In this study, Random Dot Kinematogram (RDK) paradigm was used to evaluate an individual’s GMS with the MCT as the indicator. A higher threshold of the RDK task meant lower sensitivity. Meanwhile, the rs-fMRI data of 36 younger adults (M = 22.04 years old) and 31 older adults (M = 65.05 years old) were acquired using rapid echo-planar imaging (EPI) sequence from a 3T Siemens Prisma magnetic resonance scanner, with TR = 2s, TE = 30ms, Time points = 240 (young) or 246 (old). Rs-fMRI data were preprocessed and processed using SPM (http://www. fil.ion.ucl.ac.uk/spm) and DPABI (http://rfmri.org/dpabi) toolbox to obtain the functional activities of the ROIs, including ReHo, ALFF, voxel-wise FC, and ROI-wise FC. Then, the regional measures including three nodal centrality metrics (degree K, efficiency Enodal and betweenness b) and the global measures including small-world parameters (clustering coefficient Cp, characteristic path length Lp, normalized clustering coefficient γ, normalized characteristic path length λ, and small-worldness σ) and network efficiency (global efficiency Eglob and local efficiency Eloc) were calculated using GRETNA (http//www.nitrc.org/projects/gretna/) graph toolbox. To determine whether there were significant group differences in these functional properties, two-sample t-tests were performed on each metric. When significant between-group differences in any functional metrics were obtained, the Pearson correlation coefficients among these metrics and individuals’ MCT were further calculated to assess the relationship between changes in brain function and GMP aging.

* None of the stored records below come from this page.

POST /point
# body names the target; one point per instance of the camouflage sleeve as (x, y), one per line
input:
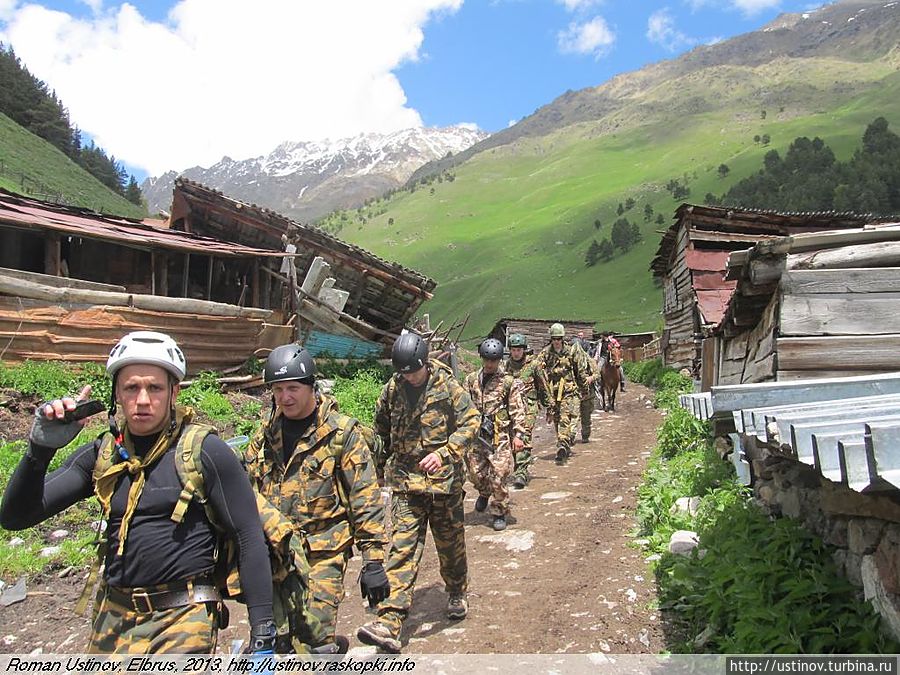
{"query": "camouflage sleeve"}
(516, 407)
(383, 424)
(468, 421)
(542, 387)
(366, 510)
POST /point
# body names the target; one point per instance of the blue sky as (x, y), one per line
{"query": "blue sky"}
(168, 85)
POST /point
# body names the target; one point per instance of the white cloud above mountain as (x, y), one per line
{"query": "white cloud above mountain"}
(588, 37)
(219, 77)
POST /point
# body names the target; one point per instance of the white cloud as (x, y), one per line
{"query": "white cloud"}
(592, 37)
(747, 7)
(661, 30)
(226, 78)
(750, 7)
(579, 5)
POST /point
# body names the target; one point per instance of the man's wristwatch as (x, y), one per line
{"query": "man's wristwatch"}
(262, 638)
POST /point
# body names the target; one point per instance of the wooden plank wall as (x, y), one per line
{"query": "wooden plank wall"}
(37, 330)
(838, 322)
(679, 310)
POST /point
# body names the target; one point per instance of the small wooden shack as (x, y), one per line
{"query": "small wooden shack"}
(815, 305)
(381, 296)
(691, 263)
(537, 331)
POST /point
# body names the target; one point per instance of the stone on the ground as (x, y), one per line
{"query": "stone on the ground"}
(58, 535)
(513, 540)
(688, 505)
(682, 542)
(555, 495)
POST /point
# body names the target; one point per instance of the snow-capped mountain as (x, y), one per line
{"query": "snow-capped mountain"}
(307, 180)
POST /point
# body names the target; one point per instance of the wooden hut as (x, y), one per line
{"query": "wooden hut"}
(74, 281)
(812, 305)
(691, 263)
(381, 296)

Results showed that 1) the ReHo values of right V3 and bilateral MT/V5 for older adults were significantly lower than that of younger adults, as well as the ALFF of bilateral MT/V5, and these functional metrics were significantly negatively correlated with individuals’ MCT; 2) The FCs between V2 and left primary motor cortex, V3 and left secondary visual cortex, MT/V5 and left premotor cortex, as well as the FCs between V1, V2, V3 and MT/V5 regions for the older adults were significantly stronger than that of younger adults, and these FCs were correlated with individuals’ MCT; 3) Older adults’ K, Enodal and b of most nodes in temporal lobe were significantly lower than younger adults, and the Enodal of the right temporal cortex were significantly negatively correlated with individuals’ MCT; 4) Older adults’ global network properties including small-world parameters (Cp, γ, Lp, λ, and σ) and network efficiency (Eglob and Eloc) were all significantly lower than younger adults’, with CP and Eloc significantly negatively correlated with their MCT.
These findings suggested that the decline of GMS for the elderly was associated not only with functional changes in the dorsal visual pathway, especially in the MT/V5, but may also with functional changes in broader areas of the whole brain, which supported the theory of “dedifferentiation”.